On 1 February 2024, a revision of SIX Exchange Regulation ("SER") regulations on ad hoc publicity and management transactions will enter into force. The amendments relate mainly to the disclosure of management transactions with related parties and to a change to the ad hoc publicity per se practice.
This Newsflash highlights the most important changes that should be taken into consideration by SIX-listed companies and their boards and executive management when dealing with management transactions and ad hoc publicity aspects.
General Rule: SIX-listed companies have to oblige their members of the board of directors and of the executive committee ("Manager") to notify their company of transactions involving the listed company's equity securities. The deadline for notifying the company is two trading days after the conclusion of the reportable transaction (Verpflichtungsgeschäft). The notified company, in turn, must report the information received to SER via the SIX electronic reporting platform within three trading days.
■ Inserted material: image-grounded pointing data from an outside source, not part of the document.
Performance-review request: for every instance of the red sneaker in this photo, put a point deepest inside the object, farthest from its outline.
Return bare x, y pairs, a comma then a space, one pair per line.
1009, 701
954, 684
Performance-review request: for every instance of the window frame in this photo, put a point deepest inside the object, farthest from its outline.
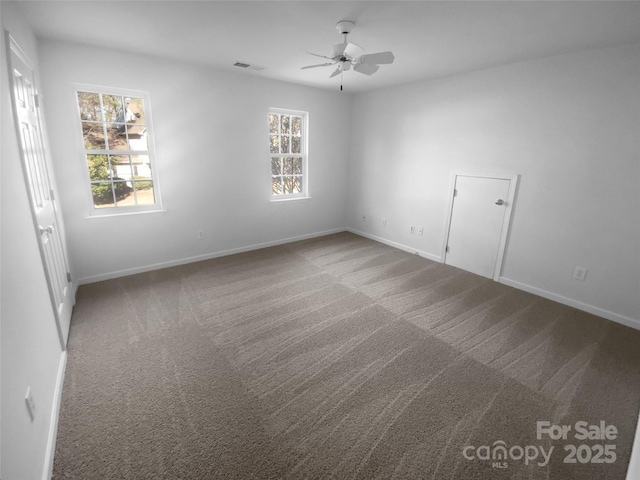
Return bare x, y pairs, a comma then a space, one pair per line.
304, 155
118, 210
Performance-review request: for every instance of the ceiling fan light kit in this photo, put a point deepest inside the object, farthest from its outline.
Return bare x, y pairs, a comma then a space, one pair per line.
346, 55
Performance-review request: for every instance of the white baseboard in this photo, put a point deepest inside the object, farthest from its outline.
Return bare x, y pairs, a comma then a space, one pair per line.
199, 258
633, 472
55, 413
600, 312
400, 246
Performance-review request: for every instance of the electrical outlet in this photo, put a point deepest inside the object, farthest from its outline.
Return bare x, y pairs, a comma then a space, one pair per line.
31, 404
580, 273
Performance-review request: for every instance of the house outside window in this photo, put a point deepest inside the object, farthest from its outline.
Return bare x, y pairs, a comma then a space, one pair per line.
118, 150
288, 151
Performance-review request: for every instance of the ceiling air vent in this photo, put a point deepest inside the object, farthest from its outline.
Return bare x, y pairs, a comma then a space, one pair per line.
249, 66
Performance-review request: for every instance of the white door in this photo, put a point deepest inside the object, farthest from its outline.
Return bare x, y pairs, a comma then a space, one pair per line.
478, 223
52, 247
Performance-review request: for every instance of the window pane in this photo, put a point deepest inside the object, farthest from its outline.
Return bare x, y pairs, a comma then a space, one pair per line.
273, 123
89, 104
102, 194
137, 135
141, 165
276, 185
287, 166
135, 110
124, 194
113, 111
98, 167
297, 184
296, 168
275, 144
284, 144
295, 145
275, 166
144, 192
285, 124
116, 137
296, 126
93, 136
121, 167
291, 184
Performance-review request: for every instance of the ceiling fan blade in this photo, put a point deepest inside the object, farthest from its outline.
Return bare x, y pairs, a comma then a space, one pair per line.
366, 68
352, 50
320, 65
321, 56
377, 58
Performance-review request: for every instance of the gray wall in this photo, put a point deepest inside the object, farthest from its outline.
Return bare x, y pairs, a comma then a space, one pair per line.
569, 125
212, 150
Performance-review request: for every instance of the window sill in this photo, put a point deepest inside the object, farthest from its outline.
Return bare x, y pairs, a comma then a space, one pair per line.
123, 214
288, 199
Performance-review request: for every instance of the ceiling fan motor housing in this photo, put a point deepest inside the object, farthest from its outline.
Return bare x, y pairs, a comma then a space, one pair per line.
344, 27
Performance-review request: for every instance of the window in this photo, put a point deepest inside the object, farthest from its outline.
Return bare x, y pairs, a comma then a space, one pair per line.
118, 150
287, 134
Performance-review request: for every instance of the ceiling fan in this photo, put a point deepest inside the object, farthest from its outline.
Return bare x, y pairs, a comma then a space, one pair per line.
346, 55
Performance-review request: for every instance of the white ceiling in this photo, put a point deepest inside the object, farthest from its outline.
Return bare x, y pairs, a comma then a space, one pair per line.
430, 39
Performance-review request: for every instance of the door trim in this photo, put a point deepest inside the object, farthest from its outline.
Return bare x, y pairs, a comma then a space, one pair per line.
12, 46
513, 185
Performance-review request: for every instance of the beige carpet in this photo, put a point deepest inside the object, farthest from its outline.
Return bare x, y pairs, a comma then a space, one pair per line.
339, 358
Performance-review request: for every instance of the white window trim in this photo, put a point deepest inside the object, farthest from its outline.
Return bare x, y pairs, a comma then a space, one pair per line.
305, 157
125, 209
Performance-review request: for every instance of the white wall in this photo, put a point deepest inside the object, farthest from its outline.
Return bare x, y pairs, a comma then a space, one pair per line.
212, 156
31, 352
569, 125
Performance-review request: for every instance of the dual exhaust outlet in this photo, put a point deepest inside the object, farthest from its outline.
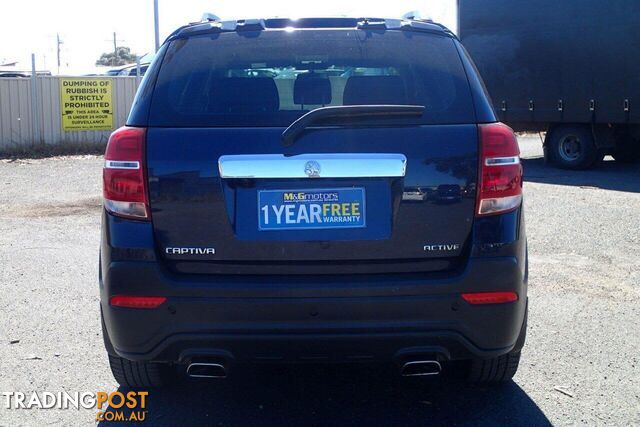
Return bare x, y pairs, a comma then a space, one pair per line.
414, 368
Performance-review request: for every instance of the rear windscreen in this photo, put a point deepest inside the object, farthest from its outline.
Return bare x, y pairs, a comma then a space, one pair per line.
270, 78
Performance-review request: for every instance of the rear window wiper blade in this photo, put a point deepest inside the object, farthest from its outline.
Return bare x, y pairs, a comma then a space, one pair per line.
296, 128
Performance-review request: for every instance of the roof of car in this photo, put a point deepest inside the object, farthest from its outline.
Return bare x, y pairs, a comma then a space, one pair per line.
381, 24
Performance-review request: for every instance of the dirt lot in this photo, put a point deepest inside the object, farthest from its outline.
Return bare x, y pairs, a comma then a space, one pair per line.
580, 364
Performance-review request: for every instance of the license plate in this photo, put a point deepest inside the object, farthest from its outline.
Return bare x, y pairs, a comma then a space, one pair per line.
311, 209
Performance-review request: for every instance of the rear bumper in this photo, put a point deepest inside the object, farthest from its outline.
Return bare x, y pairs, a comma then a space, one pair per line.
306, 318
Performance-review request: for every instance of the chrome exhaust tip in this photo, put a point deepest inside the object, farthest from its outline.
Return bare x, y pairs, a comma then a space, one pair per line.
420, 368
206, 370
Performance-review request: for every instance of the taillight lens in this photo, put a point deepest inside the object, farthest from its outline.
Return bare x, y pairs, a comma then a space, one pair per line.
500, 187
124, 185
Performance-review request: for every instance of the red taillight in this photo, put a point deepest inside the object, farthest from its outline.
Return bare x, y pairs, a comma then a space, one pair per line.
124, 185
500, 186
136, 301
478, 298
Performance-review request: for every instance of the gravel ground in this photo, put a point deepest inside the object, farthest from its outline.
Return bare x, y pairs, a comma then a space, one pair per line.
579, 366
Transactions with related parties
While so far only the relevant transactions of a Manager's related parties had to be disclosed (if such transactions had been carried out under the significant influence of the Manager), as from 1 February 2024, also transactions between Managers and related natural or legal persons must be disclosed. These transactions must be sufficiently described when disclosing the transaction in order to ensure transparency (e.g. "sale of shares to a family member"). Related parties include i) domestic partners, ii) individuals living in the same household as the Manager, and iii) legal entities, partnerships and fiduciary institutions, if the Manager: (a) holds a management position within that entity, (b) controls the company directly or indirectly, (c) is a beneficiary of this company or institution.
Exemptions to reporting obligation
Exemptions to reporting obligations are mainly transactions related to establishing a pledge or usufruct, securities lending, inheritances / legacies, gifts, transfers due to marital property disputes and endowments for the purpose of establishing foundations under Swiss law.
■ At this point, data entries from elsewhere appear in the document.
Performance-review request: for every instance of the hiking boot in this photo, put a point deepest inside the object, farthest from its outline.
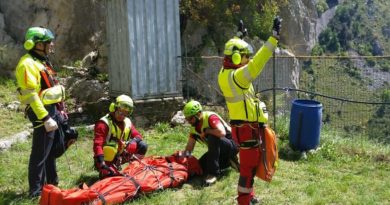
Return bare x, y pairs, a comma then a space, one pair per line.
210, 179
234, 163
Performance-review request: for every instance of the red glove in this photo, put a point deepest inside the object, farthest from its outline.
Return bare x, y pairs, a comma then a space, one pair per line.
131, 147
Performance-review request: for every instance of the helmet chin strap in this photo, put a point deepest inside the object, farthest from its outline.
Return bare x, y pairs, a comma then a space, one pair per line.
51, 51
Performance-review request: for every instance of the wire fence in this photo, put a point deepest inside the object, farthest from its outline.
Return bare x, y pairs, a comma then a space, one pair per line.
349, 88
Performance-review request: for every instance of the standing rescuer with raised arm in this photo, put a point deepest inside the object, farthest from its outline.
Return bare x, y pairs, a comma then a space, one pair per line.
246, 112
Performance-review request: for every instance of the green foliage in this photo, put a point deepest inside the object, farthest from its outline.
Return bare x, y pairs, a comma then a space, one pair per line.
329, 40
317, 50
321, 7
356, 26
378, 126
219, 15
338, 170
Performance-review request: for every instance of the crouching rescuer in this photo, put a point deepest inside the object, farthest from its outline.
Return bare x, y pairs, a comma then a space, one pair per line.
210, 129
116, 139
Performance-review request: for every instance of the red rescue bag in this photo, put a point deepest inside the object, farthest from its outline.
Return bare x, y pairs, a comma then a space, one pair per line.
268, 154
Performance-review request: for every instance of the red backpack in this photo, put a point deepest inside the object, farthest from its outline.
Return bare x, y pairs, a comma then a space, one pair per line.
268, 155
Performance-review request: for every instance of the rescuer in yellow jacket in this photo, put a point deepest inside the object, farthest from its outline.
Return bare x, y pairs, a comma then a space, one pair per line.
247, 113
43, 96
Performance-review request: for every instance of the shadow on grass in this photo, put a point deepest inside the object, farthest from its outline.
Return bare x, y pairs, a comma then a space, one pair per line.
288, 154
10, 197
87, 179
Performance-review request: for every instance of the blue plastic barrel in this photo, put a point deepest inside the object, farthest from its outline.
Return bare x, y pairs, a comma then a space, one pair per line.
305, 124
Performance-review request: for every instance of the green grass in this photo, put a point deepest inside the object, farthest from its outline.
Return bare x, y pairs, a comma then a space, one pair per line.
343, 171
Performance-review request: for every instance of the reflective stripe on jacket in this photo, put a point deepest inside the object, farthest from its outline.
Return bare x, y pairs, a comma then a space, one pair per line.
237, 88
205, 124
29, 84
115, 134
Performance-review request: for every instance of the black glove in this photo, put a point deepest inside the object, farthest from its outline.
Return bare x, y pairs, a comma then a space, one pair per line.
276, 27
242, 31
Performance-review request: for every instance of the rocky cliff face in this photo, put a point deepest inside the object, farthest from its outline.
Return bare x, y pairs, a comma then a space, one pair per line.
79, 27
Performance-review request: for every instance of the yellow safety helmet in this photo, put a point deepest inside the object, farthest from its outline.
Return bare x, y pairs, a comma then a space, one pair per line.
124, 102
237, 47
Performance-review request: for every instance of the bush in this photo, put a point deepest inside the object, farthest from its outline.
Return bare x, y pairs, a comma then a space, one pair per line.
321, 7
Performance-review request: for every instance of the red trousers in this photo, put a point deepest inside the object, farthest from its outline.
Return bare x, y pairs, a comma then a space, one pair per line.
247, 136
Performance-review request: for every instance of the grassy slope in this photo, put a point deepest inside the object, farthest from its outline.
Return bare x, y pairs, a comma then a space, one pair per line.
343, 171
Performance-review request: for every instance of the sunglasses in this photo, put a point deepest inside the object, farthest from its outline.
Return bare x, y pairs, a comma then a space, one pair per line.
125, 108
123, 112
189, 118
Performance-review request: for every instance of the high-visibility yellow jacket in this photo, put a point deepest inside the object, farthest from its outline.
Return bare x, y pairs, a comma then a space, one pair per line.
237, 88
115, 137
34, 88
205, 124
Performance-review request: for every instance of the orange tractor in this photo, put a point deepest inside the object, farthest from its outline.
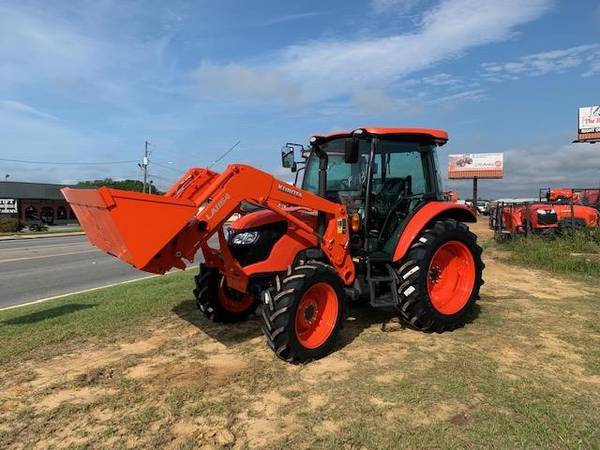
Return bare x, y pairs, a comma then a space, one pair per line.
368, 224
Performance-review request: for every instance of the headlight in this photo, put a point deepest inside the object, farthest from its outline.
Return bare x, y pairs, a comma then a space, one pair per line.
245, 238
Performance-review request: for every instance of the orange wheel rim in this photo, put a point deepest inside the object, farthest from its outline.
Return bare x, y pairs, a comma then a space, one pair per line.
232, 304
451, 277
316, 315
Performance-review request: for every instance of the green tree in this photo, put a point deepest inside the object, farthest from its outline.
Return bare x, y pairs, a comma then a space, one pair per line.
126, 185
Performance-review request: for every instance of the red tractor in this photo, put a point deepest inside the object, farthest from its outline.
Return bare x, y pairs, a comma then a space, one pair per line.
541, 218
368, 224
585, 197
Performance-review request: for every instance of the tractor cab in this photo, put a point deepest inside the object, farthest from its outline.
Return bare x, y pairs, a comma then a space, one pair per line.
381, 175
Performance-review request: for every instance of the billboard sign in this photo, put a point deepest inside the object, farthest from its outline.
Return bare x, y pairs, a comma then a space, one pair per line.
589, 123
476, 165
8, 206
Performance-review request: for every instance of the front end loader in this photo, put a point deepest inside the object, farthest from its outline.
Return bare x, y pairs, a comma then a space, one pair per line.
368, 224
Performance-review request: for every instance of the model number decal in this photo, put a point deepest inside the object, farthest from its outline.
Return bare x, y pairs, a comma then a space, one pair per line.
217, 206
289, 190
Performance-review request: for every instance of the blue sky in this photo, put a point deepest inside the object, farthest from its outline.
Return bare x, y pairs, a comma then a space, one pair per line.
91, 80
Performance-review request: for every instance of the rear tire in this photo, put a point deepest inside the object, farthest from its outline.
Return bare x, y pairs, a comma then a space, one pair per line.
219, 303
303, 314
440, 277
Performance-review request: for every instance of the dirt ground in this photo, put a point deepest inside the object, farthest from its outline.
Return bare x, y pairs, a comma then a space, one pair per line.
523, 373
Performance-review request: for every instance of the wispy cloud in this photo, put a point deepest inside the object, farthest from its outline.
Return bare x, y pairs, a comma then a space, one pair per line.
292, 17
22, 108
394, 6
320, 70
583, 57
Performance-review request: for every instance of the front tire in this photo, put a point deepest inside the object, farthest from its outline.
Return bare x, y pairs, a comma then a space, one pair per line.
303, 315
219, 303
440, 278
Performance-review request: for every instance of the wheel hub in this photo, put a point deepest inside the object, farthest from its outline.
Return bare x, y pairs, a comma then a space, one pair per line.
451, 277
310, 312
316, 315
435, 274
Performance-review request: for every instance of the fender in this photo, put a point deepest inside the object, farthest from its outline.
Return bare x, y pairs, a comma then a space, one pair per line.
431, 211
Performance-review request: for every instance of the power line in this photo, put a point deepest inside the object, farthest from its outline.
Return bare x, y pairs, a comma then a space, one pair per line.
61, 163
224, 154
164, 166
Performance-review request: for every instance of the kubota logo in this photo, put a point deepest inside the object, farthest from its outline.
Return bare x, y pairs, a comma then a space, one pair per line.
217, 206
290, 191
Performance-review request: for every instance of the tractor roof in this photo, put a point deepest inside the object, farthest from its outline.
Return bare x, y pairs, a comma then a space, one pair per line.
440, 136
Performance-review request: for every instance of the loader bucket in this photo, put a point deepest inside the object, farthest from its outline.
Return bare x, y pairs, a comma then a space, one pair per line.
132, 226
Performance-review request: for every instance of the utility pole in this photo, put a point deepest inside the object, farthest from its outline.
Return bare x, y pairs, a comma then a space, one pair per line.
144, 165
475, 194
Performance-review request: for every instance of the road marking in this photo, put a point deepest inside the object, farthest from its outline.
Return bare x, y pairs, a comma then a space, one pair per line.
85, 291
26, 258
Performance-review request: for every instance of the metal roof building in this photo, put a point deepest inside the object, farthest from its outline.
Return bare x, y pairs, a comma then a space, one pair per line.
35, 202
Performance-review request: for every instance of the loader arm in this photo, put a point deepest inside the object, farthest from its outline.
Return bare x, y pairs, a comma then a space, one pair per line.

Under the amended rules, however, if an exempt transaction involves a related party, the subsequent transaction with a third party will (newly) be reportable. This obligation applies regardless of whether the assets of the Manager are affected and regardless of whether the transaction is carried out with or without the significant influence of the Manager. In such cases, the reporting obligation remains with the Manager. It is also recommended that both the subsequent and the original exempt transaction be described in the respective disclosure. It follows that in order to ensure compliance, the relevant Manager may need to oblige the related party to communicate any subsequent third-party transaction.
Some duties that were already part of SER's practice are now explicitly laid down in the SER-regulations. They include the obligation to comprehensively disclose both, transactions in listed and unlisted securities (if any) if at least one category of the issuer's equity securities is listed. Specific guidance is now also provided on (i) the details required for the reporting of transactions in non-listed conversion or purchase rights and (ii) the methodology for calculating the total value of a transaction. Furthermore, SER explicitly introduces an obligation to immediately correct notifications if a previous notification turns out to be incorrect. In order to comply with this obligation, issuers will also need to instruct their Managers to inform them without delay of any errors identified in previous transactions notifications.
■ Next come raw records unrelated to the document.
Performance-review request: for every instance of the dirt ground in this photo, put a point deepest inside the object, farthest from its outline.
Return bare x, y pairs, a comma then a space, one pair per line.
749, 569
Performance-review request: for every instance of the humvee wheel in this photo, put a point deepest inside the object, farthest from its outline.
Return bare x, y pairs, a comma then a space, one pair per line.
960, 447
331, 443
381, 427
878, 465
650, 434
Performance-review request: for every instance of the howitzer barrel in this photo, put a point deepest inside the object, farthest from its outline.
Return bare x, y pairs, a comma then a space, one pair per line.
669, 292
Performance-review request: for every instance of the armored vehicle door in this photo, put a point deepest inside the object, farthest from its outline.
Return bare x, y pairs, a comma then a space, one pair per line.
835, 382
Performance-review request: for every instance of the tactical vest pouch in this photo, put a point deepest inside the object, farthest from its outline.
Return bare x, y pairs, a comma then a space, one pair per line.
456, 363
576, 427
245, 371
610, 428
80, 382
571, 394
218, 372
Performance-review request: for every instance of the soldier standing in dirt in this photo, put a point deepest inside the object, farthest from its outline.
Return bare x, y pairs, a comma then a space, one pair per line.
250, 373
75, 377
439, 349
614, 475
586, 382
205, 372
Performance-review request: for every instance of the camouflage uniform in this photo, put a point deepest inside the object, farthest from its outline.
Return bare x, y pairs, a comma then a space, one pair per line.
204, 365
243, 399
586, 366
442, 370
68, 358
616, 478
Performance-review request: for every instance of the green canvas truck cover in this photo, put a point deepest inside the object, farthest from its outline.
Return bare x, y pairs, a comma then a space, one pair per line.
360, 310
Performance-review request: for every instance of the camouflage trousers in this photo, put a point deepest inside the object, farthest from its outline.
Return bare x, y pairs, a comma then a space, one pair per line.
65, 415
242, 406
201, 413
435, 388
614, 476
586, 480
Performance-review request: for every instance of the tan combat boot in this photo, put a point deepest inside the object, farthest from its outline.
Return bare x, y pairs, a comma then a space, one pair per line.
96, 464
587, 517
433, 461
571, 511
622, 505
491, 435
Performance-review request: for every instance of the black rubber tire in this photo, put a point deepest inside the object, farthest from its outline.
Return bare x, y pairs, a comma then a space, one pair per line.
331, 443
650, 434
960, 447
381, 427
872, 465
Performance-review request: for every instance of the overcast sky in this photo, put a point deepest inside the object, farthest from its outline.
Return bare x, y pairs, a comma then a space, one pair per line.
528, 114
Incorporation of revised SIX-Rules / training as a tool for compliance
By 1 February 2024, the effective date of the revised SIX rules, SIX-listed companies and their boards and executive management will need to know, apply and incorporate the revised SIX-rules into their internal management transactions regulations / policies.
Keeping in mind that SER does not consider the mere distribution of written rules and guidelines management transactions to be a sufficient means to ensure compliance in this area, the revision of the SER framework on management transactions could also serve as a welcome opportunity to (re-)train board members and executive managers on their continuing and new duties under the SIX rules.
Changes to Ad hoc publicity rules
As a rule, SIX-listed issuers must inform the market of any price-sensitive facts which have arisen in its sphere of activity, meaning whose disclosure is capable of triggering a significant change in market prices. Whether to disclose a fact by means of an ad hoc announcement has generally to be determined on a case-by-case basis by the issuer.
Exceptions are annual and interim financial reports, which are currently treated as per se price-sensitive. As from 1 February 2024 only annual and interim financial reports of issuers with equity securities primary-listed on the SIX Swiss Exchange shall continue to be per se price-sensitive and thus be published via ad hoc announcement. Consequently, issuers of bonds or other debt instruments (without primary-listed equity securities) are no longer subject to a per se obligation but may decide on a case by case basis whether to publish their financial reports via ad hoc announcement or by simple press release.